Outhouses where not always pretty but they were functional. They came in all sizes, shapes and colors. Some where very ordinary in design. Most where small, with no insulation, no wall dividers and sparse decorations. The seat was a wooden bench with a hole in it that was built in a pit over the ground. When the pit was full most house holds would dig another pit and push, pull or shove the existing outhouse over the new pit. But when the lack of property would not allow for a new hole to be dug, such as in small developing towns, then a team of professionals where called to empty the pit. These professionals more often than not would arrive at night and called the material they carted away "night soil". Outhouses stood behind nearly every business and house in town. Quietly tucked out of view, far enough away to prevent detection on hot days when the windows were opened, yet close enough to encourage use during those fidget days of winter.The outhouse was the only option before the coming of sewers and indoor plumbing. Modern indoor bathrooms were not common place until the early 1900's. During Roosevelt's Works Progress Administration (WPA) there were teams of outhouse builders who built most of the outhouses in rural areas.

      Outhouses where also known as privies and earth closets. Most had one hole. But some had two, some also had one large seat and one smaller seat for children. Most had a half moon on the door. The use of the half moon cut out has been debated by historians. Some believe it goes back to colonial times. In a time when mot people where illiterate the crescent moon was the symbol for women and the star cut out or full moon was a symbol for men. Still others believe this went as far back as the 14th and 15th centuries in England and was brought here by the colonists. It is thought that the men in general let their outhouses fall into such bad shape, that it was the women's outhouses that survived the test of time and that is why you see more outhouses with the crescent moons. There are stories of men's outhouses being chewed up by porcupines and other wildlife for the salt deposits left behind after men urinated. But most families did not have two outhouses. So many historians believe the crescent moon was to create both ventilation and light.

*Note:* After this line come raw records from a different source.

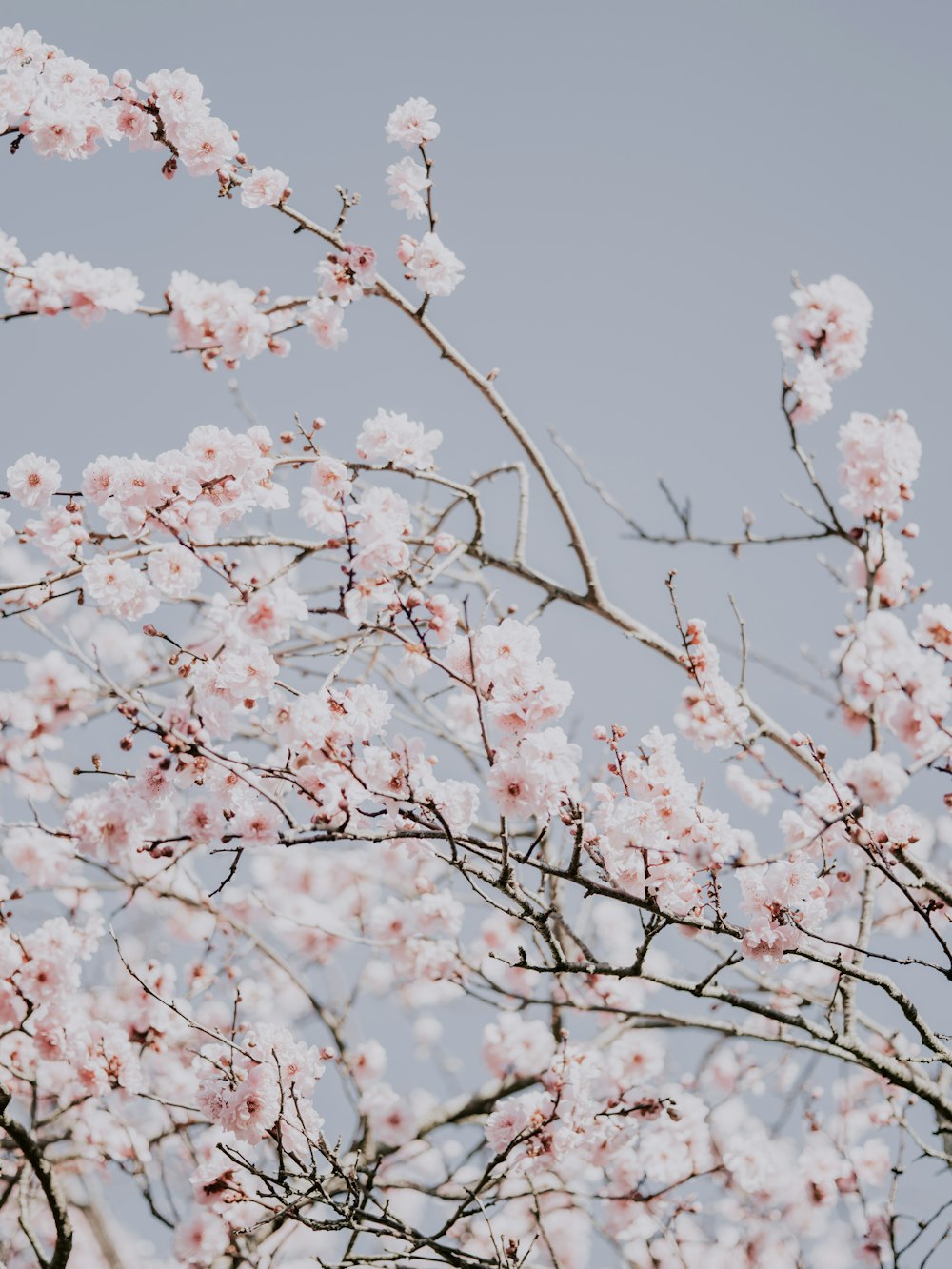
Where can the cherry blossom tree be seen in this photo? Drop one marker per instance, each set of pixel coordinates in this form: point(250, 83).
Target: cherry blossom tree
point(273, 697)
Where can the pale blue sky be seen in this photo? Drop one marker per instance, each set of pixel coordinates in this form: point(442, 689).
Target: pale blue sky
point(628, 186)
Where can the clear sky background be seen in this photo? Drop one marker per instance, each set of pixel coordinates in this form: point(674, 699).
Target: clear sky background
point(630, 186)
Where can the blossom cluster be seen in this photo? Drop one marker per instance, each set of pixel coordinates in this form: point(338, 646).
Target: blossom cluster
point(824, 340)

         Toilet paper was considered a luxury item by most rural families. Newspaper or pages from and old catalogs were most often used. An old farmers almanac was especially good because it was printed with a hole on the left side of the cataloged, that was used to hang on a nail inside the outhouse. The farmers almanac actually stopped putting the hole in the catolge for a time until customers complained and the company reinstated the hole. When paper was not available leaves where used.

         Although one might think that the outhouse was no place to linger, an awful lot of activity went on there. The standard outhouse was the scene for many family dramas. Farm kids would try to avoid work by hanging out around the outhouse. Teenagers would sneak a forbidden cigarette in the back of the outhouse. Parents could stop in for a quick nip in those days of legal temperance. The outhouse was also the place to get rid of unwanted evidence. It is not surprising that the ax that was used to murder Lizzie Borden's parents was found in the privy pit. Less notorious crimes where hidden in the pit as well. The broken remnants of grandma's favorite tea cup, the empty bottle of medicine, the shattered head of someone's doll. Today these old pits are gold mines for historic archaeologist who happily dig away to discover the secrets of the past.

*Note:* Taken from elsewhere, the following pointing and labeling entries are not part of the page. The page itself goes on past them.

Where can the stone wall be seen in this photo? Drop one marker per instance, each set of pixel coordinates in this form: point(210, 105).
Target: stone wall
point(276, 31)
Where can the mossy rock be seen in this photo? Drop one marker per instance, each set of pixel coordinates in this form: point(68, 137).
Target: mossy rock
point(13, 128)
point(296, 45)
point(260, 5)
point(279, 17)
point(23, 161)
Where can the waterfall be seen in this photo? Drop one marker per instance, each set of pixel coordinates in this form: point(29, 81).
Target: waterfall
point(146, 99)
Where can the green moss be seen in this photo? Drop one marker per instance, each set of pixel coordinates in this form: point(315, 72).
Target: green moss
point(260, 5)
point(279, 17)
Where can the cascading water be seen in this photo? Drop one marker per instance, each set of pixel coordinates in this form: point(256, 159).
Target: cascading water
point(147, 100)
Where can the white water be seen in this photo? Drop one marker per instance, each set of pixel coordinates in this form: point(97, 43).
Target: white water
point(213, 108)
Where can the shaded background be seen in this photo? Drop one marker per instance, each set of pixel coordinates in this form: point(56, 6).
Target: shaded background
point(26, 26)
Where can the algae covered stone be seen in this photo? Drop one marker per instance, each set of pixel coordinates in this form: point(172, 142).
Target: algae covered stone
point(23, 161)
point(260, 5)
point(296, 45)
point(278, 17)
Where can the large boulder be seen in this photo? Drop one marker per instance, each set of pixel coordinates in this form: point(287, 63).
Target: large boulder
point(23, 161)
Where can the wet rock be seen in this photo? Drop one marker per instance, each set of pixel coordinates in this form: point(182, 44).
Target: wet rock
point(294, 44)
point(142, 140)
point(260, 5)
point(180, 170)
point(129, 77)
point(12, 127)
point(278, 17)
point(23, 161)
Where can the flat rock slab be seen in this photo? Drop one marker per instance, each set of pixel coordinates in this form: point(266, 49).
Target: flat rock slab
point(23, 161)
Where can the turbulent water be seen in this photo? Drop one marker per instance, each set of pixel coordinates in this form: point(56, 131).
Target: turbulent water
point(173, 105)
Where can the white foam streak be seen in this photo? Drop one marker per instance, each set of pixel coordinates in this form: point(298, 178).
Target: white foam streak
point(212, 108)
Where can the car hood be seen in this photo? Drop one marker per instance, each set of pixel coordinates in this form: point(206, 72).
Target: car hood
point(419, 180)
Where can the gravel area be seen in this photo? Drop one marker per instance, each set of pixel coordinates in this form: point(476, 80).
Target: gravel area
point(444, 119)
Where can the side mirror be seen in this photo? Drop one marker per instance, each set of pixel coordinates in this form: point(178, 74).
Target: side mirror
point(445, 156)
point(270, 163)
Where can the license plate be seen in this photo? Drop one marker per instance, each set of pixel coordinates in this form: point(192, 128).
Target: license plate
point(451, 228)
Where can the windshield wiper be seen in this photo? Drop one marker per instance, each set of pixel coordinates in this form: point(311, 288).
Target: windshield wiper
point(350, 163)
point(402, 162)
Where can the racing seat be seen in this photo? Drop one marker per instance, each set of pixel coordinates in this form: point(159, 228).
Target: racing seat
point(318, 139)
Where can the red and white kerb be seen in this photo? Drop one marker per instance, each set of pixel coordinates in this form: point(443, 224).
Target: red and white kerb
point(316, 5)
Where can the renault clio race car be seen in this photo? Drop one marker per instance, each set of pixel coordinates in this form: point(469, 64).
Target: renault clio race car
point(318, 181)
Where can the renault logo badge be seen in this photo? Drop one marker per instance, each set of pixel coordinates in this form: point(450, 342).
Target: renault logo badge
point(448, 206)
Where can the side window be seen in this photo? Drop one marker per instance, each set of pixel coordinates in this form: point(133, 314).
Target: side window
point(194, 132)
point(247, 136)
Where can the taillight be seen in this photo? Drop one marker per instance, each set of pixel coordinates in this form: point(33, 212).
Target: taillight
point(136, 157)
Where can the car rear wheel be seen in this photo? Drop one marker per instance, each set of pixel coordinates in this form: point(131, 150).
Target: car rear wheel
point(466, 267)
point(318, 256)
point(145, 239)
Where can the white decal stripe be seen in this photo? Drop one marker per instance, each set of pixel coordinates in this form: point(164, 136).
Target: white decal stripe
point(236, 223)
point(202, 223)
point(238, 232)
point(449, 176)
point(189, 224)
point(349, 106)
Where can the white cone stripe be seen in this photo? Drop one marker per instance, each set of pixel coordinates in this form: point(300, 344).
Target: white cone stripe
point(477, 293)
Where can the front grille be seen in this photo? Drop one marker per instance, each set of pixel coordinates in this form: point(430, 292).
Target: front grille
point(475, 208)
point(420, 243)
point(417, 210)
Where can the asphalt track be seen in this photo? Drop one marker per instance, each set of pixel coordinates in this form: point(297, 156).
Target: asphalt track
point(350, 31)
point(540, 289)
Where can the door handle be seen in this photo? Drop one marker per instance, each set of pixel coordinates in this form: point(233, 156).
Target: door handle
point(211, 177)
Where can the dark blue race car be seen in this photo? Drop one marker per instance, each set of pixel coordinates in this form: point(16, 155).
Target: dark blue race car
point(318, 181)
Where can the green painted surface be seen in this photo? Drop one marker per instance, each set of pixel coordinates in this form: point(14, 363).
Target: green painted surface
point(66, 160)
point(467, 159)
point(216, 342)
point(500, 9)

           But before you get nostalgic about those simpler times, let's talk about the health risks involved in out sturdy little outhouse. Nightly visits to the outhouse were rare. Most people utilized an indoor chamber pot. Each morning the chamber pot had to be emptied and unfortunately that was done after washing up. Breakfast was then served with a healthy dose of potentially lethal Typhoid bacteria. As late as the 1880's there were still a few cases of typhoid deaths each year. The number of recovered cases is unknown, but even one bout with this disease could be debilitating or deadly. Typhoid is passed only through people and requires direct contact with excrement. The outhouses and the chamber pots were perfect vectors to aid in the transmission of typhoid and other bacteria. The close proximity of the outhouses to the creeks, rivers and wells has not missed anyone's notice either. It is no wonder some creeks could not be used for recreational swimming and fouling one's drinking water was a way of life in the good old days, as quant as it was, it is probably a good thing that the outhouse vanished from the landscape.

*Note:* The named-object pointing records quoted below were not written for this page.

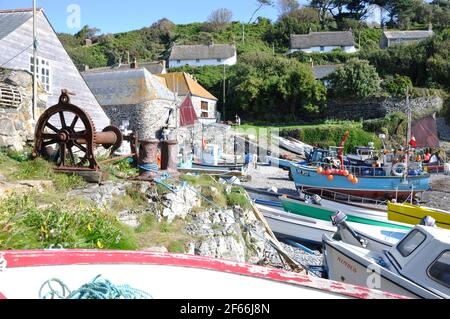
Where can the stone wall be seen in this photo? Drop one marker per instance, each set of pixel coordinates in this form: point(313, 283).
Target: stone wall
point(380, 107)
point(16, 121)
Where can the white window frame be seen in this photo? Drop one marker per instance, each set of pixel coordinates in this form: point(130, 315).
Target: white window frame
point(46, 78)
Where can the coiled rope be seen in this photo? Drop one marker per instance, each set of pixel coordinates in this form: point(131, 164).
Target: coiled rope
point(98, 288)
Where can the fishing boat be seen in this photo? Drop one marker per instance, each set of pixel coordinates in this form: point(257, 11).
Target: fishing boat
point(45, 274)
point(411, 214)
point(417, 266)
point(359, 181)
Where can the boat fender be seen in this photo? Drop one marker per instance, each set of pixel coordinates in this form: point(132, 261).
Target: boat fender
point(428, 221)
point(399, 169)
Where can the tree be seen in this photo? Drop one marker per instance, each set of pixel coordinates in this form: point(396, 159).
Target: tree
point(220, 17)
point(261, 4)
point(87, 32)
point(287, 6)
point(356, 79)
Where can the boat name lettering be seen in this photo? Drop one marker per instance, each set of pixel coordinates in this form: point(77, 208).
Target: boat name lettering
point(347, 264)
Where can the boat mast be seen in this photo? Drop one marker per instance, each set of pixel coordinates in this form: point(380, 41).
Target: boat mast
point(34, 106)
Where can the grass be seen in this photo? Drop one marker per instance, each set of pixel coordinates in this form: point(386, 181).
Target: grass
point(25, 225)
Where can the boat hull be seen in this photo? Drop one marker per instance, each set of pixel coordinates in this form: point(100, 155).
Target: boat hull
point(307, 179)
point(322, 213)
point(165, 276)
point(411, 214)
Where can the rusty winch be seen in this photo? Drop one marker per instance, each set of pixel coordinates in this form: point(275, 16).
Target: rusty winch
point(67, 134)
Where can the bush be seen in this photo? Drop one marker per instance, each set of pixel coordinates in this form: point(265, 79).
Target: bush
point(357, 79)
point(397, 85)
point(71, 227)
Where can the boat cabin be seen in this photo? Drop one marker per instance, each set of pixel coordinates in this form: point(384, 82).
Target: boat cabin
point(423, 256)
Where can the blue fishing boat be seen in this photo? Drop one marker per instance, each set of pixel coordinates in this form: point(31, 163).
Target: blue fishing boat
point(377, 183)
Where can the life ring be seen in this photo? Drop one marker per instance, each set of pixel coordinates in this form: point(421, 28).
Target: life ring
point(396, 167)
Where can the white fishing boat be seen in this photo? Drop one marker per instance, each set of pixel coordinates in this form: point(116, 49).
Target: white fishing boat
point(311, 230)
point(418, 266)
point(53, 273)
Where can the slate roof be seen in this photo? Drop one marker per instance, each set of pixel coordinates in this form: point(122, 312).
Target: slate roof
point(10, 20)
point(126, 87)
point(317, 39)
point(322, 71)
point(185, 85)
point(156, 67)
point(420, 34)
point(202, 52)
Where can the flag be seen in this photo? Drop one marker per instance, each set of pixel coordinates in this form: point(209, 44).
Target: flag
point(413, 142)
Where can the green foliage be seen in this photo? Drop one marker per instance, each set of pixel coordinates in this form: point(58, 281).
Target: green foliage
point(334, 57)
point(357, 79)
point(27, 226)
point(264, 85)
point(331, 135)
point(397, 85)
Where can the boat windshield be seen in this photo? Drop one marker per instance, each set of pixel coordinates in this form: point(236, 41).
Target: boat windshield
point(440, 270)
point(411, 243)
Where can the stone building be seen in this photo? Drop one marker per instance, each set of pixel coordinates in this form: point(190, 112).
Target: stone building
point(134, 97)
point(56, 70)
point(16, 115)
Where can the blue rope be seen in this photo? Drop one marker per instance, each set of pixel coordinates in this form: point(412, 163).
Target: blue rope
point(98, 288)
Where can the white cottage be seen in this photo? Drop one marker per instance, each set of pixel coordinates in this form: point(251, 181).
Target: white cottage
point(55, 68)
point(323, 42)
point(205, 104)
point(201, 55)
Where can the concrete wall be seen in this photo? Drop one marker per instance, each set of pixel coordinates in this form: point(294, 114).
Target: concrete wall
point(229, 61)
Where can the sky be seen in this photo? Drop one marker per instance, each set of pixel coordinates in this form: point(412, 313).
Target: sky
point(113, 16)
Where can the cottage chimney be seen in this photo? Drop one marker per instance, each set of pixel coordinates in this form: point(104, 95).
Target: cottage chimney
point(134, 65)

There was once a hotel in Montana that had a 12 seat outhouse.

There was a store and a few other locations that had two story outhouses..... Now you might wonder how that worked. Well, the upstairs facility were situated a little further back so the "material" released from the second floor would fall behind the wall of the first floor...... I am sure it did not smell very good.

You can still find some of these old outhouses ... but they will soon be gone and we are glad that we were able to preserve at least one of these old relics from the past.